Jesus’ prayer during the Last Supper was the theme of Benedict XVI’s catechesis during one of his general audiences this past week.
The Pope explained how the emotional backdrop to the Last Supper, in which Jesus bade farewell to His friends, was the immanence of His approaching death. Moreover, in the days in which He was preparing to leave His disciples, the life of the Jewish people was marked by the approaching Passover, the commemoration of the liberation of Israel from Egypt.
“It was in this context that the Last Supper took place”, the Holy Father said, “but with an important novelty”. Jesus “wanted the Supper with His disciples to be something special, different from other gatherings. It was His Supper, in which He gave something completely new: Himself. Thus Jesus celebrated the Passover as an anticipation of His Cross and Resurrection”.
The essence of the Last Supper lay in “the gestures of breaking and distributing the bread, and sharing the cup of wine, with the words that accompanied them and the context of prayer in which they took place. This was the institution of the Eucharist: the great prayer of Jesus and the Church”. The words the Evangelists use to describe that moment “recall the Jewish ‘berakha’; that is, the great prayer of thanksgiving and blessing which, in the tradition of Israel, is used to inaugurate important ceremonies. … That prayer of praise and thanks rises up to God and returns as a blessing. … The words of the institution of the Eucharist were pronounced in this context of prayer. The praise and thanksgiving of the ‘berakha’ became blessing and transformed the bread and wine into the Body and Blood of Jesus”.

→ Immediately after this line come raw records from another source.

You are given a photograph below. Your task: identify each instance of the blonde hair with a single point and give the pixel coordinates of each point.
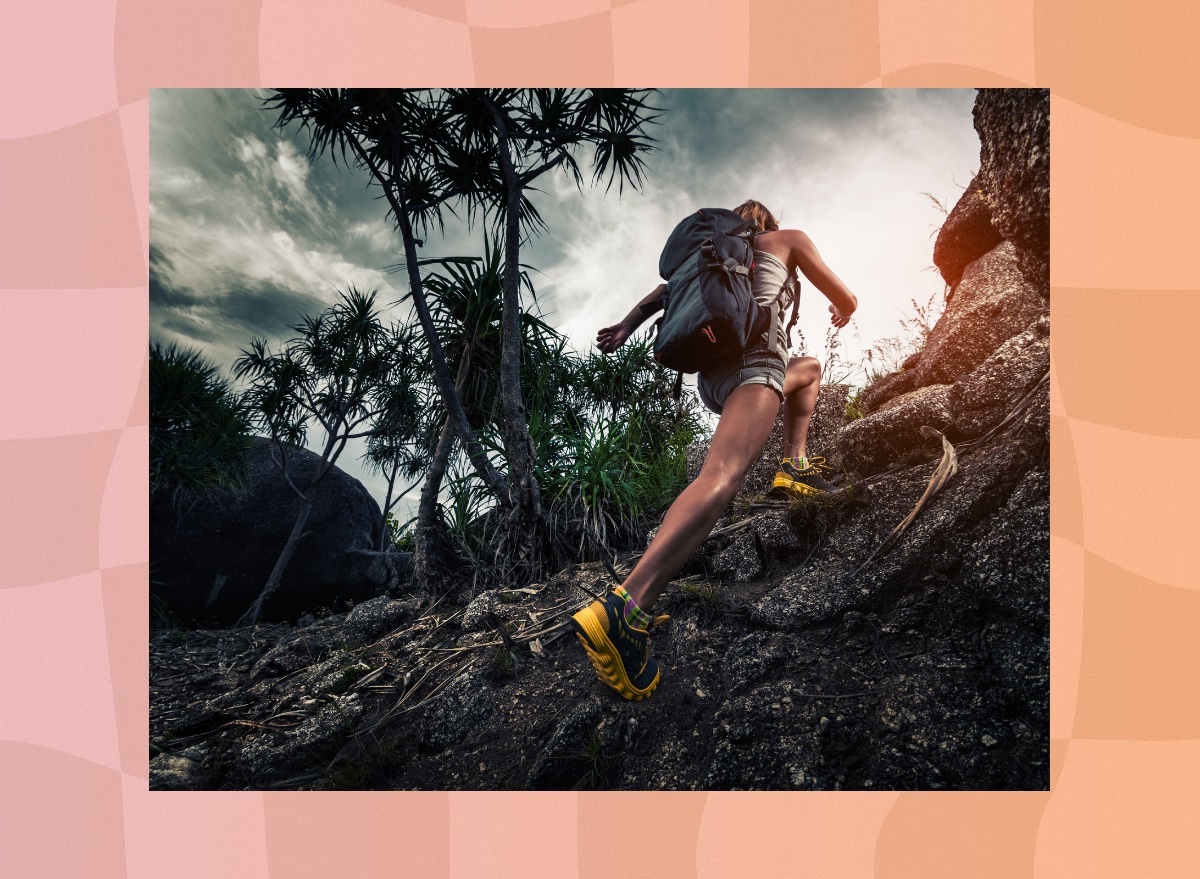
(757, 214)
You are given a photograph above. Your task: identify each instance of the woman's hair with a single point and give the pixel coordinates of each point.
(757, 214)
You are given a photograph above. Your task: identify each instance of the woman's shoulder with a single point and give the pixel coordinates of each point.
(781, 244)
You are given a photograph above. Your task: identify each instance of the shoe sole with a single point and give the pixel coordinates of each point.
(793, 488)
(605, 658)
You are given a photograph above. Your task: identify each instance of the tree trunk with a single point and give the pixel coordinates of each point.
(289, 548)
(523, 543)
(427, 563)
(496, 483)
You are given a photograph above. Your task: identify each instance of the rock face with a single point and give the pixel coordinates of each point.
(966, 234)
(211, 557)
(1014, 165)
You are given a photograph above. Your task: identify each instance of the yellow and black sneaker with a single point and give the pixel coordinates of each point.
(619, 652)
(801, 482)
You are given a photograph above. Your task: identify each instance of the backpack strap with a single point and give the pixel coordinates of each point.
(795, 282)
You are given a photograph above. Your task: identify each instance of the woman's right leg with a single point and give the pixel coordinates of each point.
(744, 426)
(802, 384)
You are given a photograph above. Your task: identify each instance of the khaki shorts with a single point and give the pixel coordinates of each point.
(756, 366)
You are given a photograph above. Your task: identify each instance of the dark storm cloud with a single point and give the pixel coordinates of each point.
(247, 233)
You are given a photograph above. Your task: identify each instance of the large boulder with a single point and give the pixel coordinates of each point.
(981, 400)
(945, 533)
(210, 558)
(966, 234)
(994, 302)
(1014, 165)
(893, 434)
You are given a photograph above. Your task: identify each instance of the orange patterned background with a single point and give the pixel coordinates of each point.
(1126, 602)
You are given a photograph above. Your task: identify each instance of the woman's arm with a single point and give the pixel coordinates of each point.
(841, 302)
(612, 338)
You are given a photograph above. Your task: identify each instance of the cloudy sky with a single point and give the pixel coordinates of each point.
(246, 234)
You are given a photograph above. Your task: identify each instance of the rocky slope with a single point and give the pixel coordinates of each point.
(797, 655)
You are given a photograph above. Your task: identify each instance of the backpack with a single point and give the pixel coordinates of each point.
(711, 312)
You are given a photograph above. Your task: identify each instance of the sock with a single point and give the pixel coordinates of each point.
(634, 615)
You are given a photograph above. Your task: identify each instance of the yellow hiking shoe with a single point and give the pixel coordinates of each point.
(619, 652)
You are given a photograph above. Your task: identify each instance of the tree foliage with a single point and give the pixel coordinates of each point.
(199, 431)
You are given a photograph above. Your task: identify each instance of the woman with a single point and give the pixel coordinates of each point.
(747, 395)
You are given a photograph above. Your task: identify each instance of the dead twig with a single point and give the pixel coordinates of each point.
(946, 468)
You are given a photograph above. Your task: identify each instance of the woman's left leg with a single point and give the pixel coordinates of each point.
(747, 419)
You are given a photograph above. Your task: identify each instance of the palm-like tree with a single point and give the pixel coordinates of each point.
(331, 376)
(399, 138)
(199, 431)
(519, 135)
(483, 149)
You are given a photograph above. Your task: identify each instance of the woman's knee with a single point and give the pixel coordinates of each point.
(804, 364)
(802, 372)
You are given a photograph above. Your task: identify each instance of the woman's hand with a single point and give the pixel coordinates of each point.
(612, 338)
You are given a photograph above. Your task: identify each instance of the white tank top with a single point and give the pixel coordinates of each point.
(773, 283)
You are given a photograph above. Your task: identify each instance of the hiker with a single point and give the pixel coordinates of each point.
(745, 392)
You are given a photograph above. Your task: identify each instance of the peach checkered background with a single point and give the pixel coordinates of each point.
(1126, 598)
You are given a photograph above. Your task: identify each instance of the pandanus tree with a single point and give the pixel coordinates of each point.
(517, 136)
(399, 446)
(331, 376)
(399, 138)
(466, 300)
(483, 149)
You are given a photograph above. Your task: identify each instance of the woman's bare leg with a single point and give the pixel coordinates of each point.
(802, 383)
(745, 424)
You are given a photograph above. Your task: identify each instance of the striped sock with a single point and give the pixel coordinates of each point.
(634, 615)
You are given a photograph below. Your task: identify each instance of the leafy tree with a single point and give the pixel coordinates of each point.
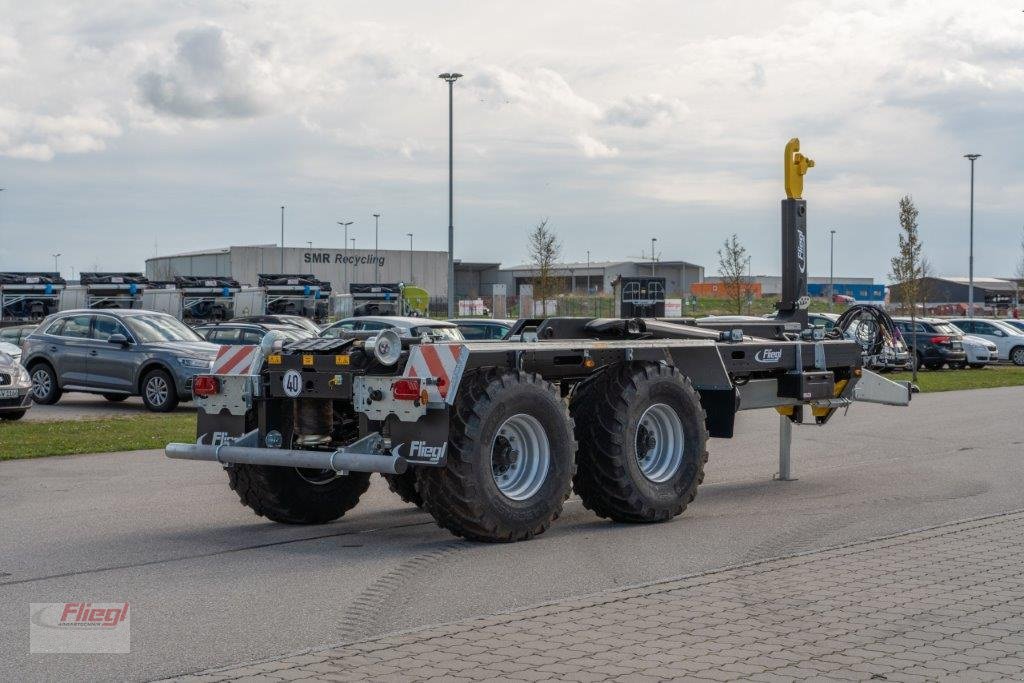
(732, 268)
(908, 269)
(545, 251)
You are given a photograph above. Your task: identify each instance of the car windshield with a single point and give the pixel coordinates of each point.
(947, 329)
(158, 328)
(437, 332)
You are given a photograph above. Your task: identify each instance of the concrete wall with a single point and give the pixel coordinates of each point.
(427, 268)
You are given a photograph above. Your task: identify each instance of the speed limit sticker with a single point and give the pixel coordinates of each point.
(292, 383)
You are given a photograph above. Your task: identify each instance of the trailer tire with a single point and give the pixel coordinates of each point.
(404, 486)
(510, 459)
(617, 417)
(284, 495)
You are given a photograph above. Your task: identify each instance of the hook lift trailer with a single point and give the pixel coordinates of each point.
(492, 437)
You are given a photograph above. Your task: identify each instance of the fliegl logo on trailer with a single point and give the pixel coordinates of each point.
(768, 355)
(79, 628)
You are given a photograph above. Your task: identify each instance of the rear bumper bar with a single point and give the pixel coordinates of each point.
(367, 455)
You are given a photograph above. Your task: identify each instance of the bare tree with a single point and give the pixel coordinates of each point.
(909, 268)
(1019, 274)
(544, 252)
(732, 268)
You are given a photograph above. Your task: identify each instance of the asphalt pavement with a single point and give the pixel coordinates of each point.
(213, 585)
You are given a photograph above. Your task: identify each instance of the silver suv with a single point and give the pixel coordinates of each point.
(116, 353)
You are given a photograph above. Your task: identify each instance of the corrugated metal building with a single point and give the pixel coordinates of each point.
(338, 266)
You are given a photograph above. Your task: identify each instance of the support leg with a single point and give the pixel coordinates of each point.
(784, 441)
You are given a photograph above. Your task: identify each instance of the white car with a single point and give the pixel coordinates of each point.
(1007, 338)
(15, 386)
(980, 351)
(11, 350)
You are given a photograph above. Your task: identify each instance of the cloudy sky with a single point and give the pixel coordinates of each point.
(128, 127)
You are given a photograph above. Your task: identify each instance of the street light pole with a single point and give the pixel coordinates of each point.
(344, 245)
(377, 226)
(451, 79)
(410, 256)
(832, 269)
(970, 291)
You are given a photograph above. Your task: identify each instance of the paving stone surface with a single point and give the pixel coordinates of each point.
(945, 603)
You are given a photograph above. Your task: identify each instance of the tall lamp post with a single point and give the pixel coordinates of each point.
(410, 235)
(451, 79)
(832, 269)
(344, 244)
(377, 228)
(970, 266)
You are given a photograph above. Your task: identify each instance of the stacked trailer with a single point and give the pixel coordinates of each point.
(30, 296)
(296, 295)
(377, 299)
(492, 437)
(207, 298)
(105, 290)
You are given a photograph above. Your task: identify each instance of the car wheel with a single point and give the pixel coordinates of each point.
(159, 392)
(45, 389)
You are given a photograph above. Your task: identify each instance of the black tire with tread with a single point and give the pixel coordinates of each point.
(403, 485)
(463, 496)
(608, 478)
(282, 496)
(54, 394)
(172, 392)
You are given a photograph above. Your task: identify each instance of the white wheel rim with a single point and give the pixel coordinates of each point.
(156, 391)
(41, 384)
(659, 442)
(520, 457)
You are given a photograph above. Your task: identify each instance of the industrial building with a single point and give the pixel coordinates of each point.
(425, 268)
(989, 292)
(861, 289)
(598, 275)
(338, 266)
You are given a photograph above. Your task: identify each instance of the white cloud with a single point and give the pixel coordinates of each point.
(212, 75)
(594, 148)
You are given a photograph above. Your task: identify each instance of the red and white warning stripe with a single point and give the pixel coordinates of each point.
(442, 363)
(236, 360)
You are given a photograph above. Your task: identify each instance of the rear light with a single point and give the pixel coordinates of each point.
(406, 389)
(205, 385)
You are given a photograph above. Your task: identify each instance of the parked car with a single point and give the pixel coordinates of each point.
(938, 342)
(406, 327)
(979, 351)
(236, 334)
(483, 328)
(15, 387)
(11, 350)
(14, 334)
(1016, 323)
(1007, 338)
(116, 353)
(293, 321)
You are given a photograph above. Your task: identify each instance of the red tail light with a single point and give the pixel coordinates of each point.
(205, 385)
(406, 389)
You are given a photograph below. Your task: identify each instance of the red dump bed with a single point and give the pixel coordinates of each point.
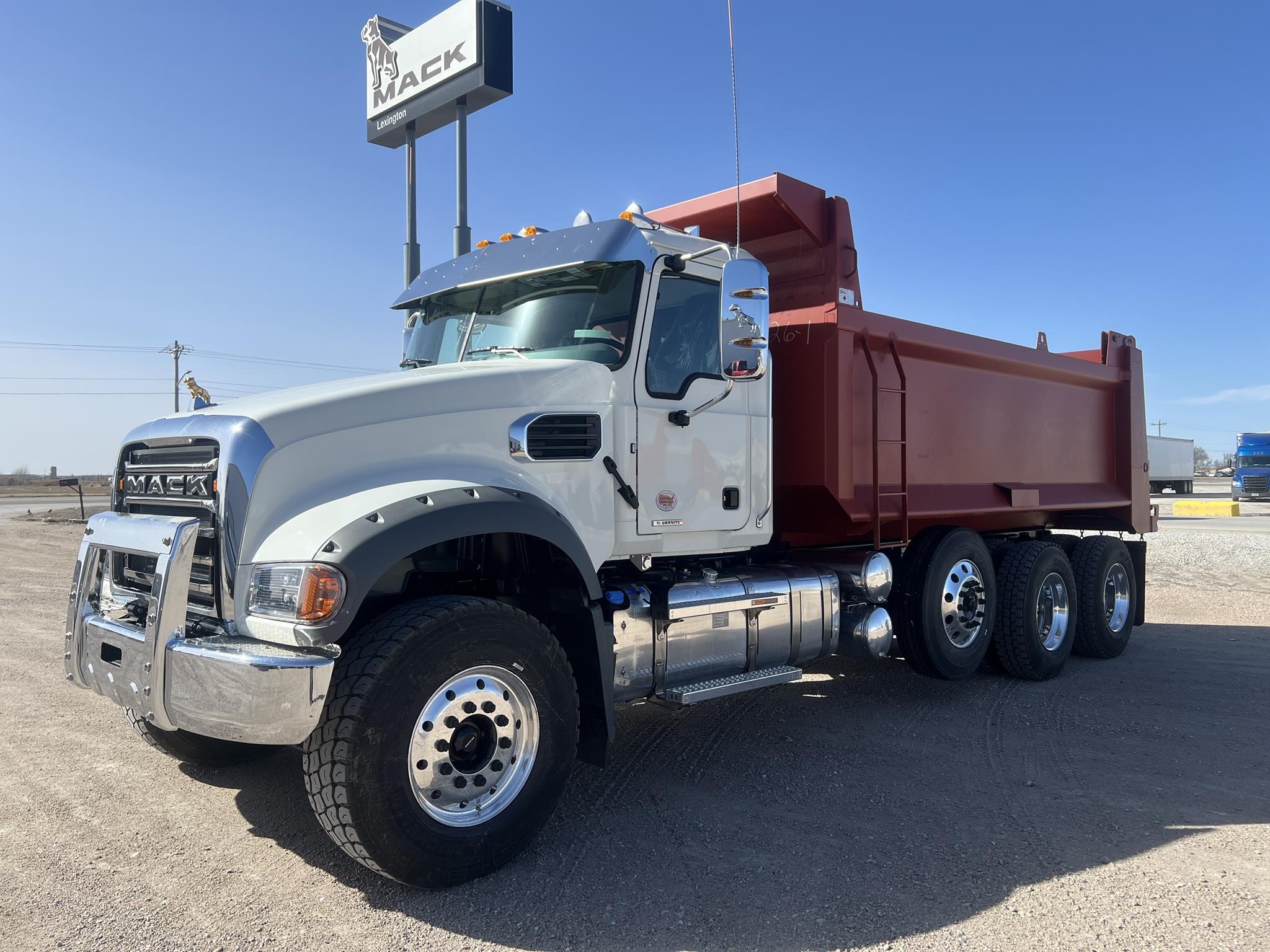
(879, 415)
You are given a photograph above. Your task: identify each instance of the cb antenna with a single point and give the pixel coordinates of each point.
(735, 128)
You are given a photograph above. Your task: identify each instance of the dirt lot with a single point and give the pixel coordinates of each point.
(1123, 805)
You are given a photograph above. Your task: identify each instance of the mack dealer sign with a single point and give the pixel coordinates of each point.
(418, 75)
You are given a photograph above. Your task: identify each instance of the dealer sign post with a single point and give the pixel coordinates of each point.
(418, 81)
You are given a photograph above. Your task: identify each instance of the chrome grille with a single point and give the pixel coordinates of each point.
(141, 466)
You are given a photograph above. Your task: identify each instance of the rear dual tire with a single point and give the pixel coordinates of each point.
(1106, 587)
(1037, 610)
(945, 602)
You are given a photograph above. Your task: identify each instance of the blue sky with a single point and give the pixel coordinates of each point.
(200, 172)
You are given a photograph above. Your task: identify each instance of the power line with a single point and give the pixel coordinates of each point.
(78, 377)
(130, 379)
(168, 350)
(278, 361)
(33, 346)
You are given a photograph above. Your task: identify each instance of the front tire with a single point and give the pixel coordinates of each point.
(447, 738)
(946, 602)
(195, 748)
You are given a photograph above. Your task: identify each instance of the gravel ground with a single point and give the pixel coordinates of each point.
(1122, 805)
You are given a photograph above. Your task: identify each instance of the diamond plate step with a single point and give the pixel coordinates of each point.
(732, 684)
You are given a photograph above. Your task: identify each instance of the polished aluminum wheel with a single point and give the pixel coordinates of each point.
(1116, 597)
(1052, 611)
(963, 603)
(473, 746)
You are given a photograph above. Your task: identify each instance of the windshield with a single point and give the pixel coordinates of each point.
(582, 312)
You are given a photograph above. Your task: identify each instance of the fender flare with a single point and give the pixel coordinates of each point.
(367, 547)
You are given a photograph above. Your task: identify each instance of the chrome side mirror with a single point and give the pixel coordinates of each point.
(744, 315)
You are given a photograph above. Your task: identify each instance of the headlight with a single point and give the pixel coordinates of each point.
(305, 592)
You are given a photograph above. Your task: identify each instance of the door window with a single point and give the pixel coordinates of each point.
(683, 343)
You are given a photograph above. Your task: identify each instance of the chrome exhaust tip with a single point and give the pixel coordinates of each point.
(868, 631)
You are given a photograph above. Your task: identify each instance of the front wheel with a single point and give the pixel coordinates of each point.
(450, 731)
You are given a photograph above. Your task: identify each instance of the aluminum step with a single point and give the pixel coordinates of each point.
(732, 684)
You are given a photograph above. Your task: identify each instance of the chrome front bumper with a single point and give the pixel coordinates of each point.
(226, 687)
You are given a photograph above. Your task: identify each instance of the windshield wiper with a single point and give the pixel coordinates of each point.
(517, 351)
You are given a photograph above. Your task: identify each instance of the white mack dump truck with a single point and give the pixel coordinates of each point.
(441, 580)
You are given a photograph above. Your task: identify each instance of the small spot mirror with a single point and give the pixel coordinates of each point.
(744, 319)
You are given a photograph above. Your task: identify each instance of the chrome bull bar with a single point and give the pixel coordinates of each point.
(224, 685)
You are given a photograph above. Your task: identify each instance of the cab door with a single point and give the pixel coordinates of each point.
(691, 478)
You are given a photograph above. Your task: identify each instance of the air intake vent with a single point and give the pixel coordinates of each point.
(563, 437)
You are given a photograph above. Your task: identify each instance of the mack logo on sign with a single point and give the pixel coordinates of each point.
(401, 68)
(197, 485)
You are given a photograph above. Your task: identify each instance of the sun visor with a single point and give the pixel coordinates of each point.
(603, 242)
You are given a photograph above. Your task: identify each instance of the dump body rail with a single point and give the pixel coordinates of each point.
(993, 436)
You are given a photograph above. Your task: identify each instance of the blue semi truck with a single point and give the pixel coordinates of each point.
(1251, 478)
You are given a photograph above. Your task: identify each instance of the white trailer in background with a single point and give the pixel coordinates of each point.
(1171, 464)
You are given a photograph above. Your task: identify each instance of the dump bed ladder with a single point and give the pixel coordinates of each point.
(878, 442)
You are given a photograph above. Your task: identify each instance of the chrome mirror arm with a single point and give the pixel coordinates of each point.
(681, 418)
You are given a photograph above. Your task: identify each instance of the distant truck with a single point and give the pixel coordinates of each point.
(1251, 479)
(1171, 464)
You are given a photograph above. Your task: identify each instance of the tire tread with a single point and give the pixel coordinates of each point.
(328, 754)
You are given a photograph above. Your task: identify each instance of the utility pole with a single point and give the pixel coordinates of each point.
(175, 350)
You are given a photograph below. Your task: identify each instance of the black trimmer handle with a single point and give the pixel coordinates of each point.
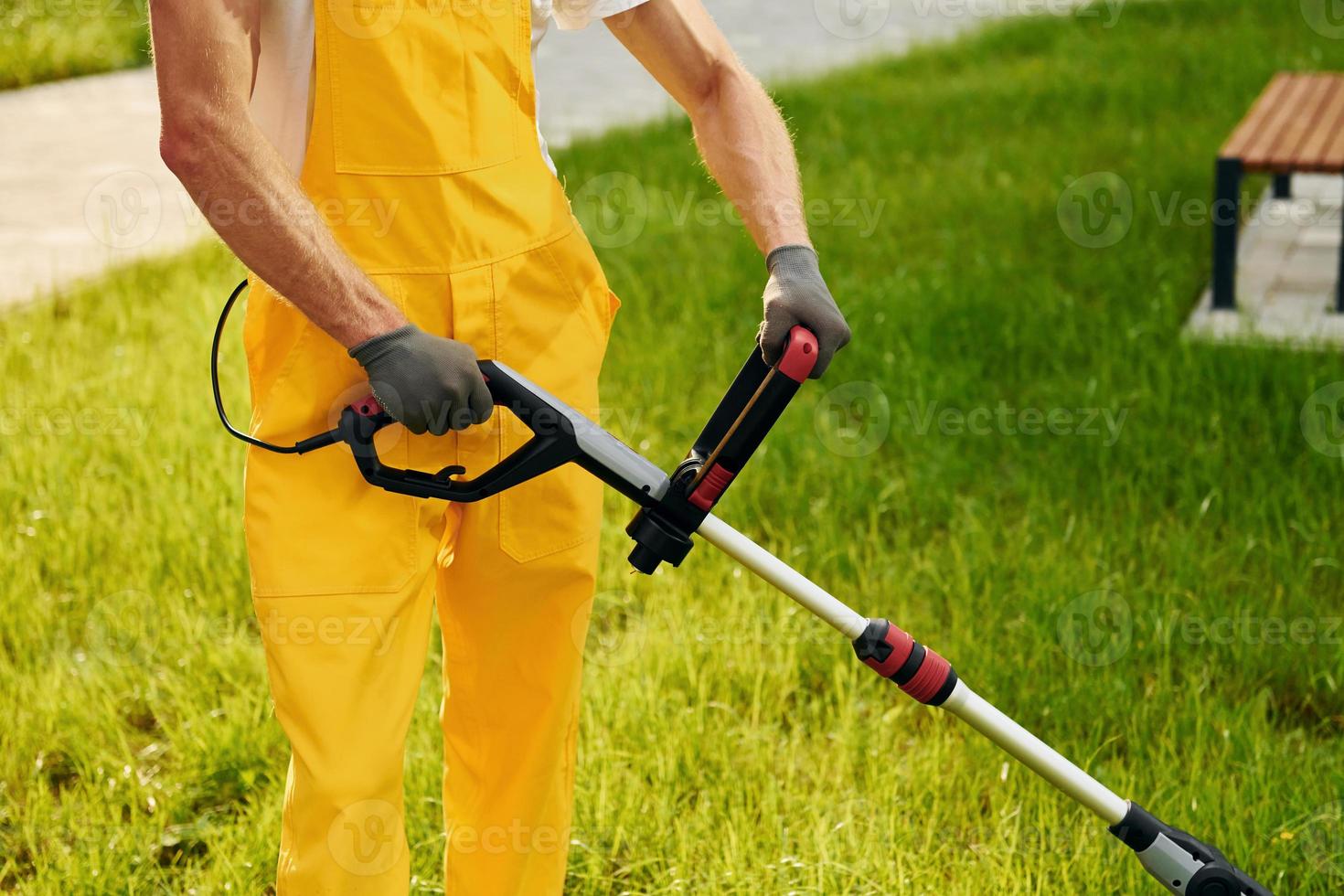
(1181, 863)
(560, 435)
(752, 404)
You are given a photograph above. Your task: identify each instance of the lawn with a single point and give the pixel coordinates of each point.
(53, 39)
(1153, 583)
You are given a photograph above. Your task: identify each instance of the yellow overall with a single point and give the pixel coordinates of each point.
(423, 159)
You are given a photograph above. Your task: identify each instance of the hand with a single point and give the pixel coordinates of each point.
(428, 383)
(797, 294)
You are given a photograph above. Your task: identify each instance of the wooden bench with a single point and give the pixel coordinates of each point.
(1297, 125)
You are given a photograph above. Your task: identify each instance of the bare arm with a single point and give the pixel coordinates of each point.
(740, 132)
(205, 57)
(748, 149)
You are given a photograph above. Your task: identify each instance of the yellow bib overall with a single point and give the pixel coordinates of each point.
(423, 160)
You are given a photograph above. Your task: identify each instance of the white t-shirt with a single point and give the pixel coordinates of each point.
(285, 63)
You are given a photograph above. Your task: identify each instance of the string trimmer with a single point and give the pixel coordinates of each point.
(675, 508)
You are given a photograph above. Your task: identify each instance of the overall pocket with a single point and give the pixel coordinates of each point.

Jesus’ gestures were the traditional gestures of hospitality which a host would extend to his guests, but in the Last Supper they acquired a more profound significance, Pope Benedict explained. Christ provided “a visible sign of welcome to the table upon which God gives Himself. In the bread and the wine, Jesus offered and communicated His own Self”. Aware of His approaching death, “He offered in advance the life that would shortly be taken from Him, thus transforming His violent death into a free act of the giving of Self, for others and to others. The violence He suffered became an active, free and redemptive sacrifice”.
“In contemplating Jesus’ words and gestures that night, we can clearly see that it was in His intimate and constant relationship with the Father that He accomplished the gesture of leaving to His followers, and to all of us, the Sacrament of love”, said the Pope. During the Last Supper Jesus also prayed for His disciples, who likewise had to suffer harsh trials. With that prayer “He supported them in their weakness, their difficulty in understanding that the way of God had to pass through the Paschal mystery of death and resurrection, which was anticipated in the offer of bread and wine. The Eucharist is the food of pilgrims, a source of strength also for those who are tired, weary and disoriented”.
Benedict XVI went on: “By participating in the Eucharist we have an extraordinary experience of the prayer which Jesus made, and continues to make for us all, that the evil we encounter in our lives may not triumph, and that the transforming power of Christ’s death and resurrection may act within each of us. In the Eucharist the Church responds to Jesus’ command to ‘do this in remembrance of me’, she repeats the prayer of thanksgiving and blessing and, therewith, the words of transubstantiation of the bread and wine into the Body and Blood of the Lord. Our Eucharistic celebrations draw us into that moment of prayer, uniting us ever and anew to the prayer of Jesus”.
“Let us ask the Lord that, after due preparation also with the Sacrament of Penance, our participation in the Eucharist, which is indispensable for Christian life, may always remain the apex of all our prayers”, the Pope concluded. “Let us ask that, profoundly united in His offering to the Father, we too can transform our crosses into a free and responsible sacrifice of love, for God and for our fellows”.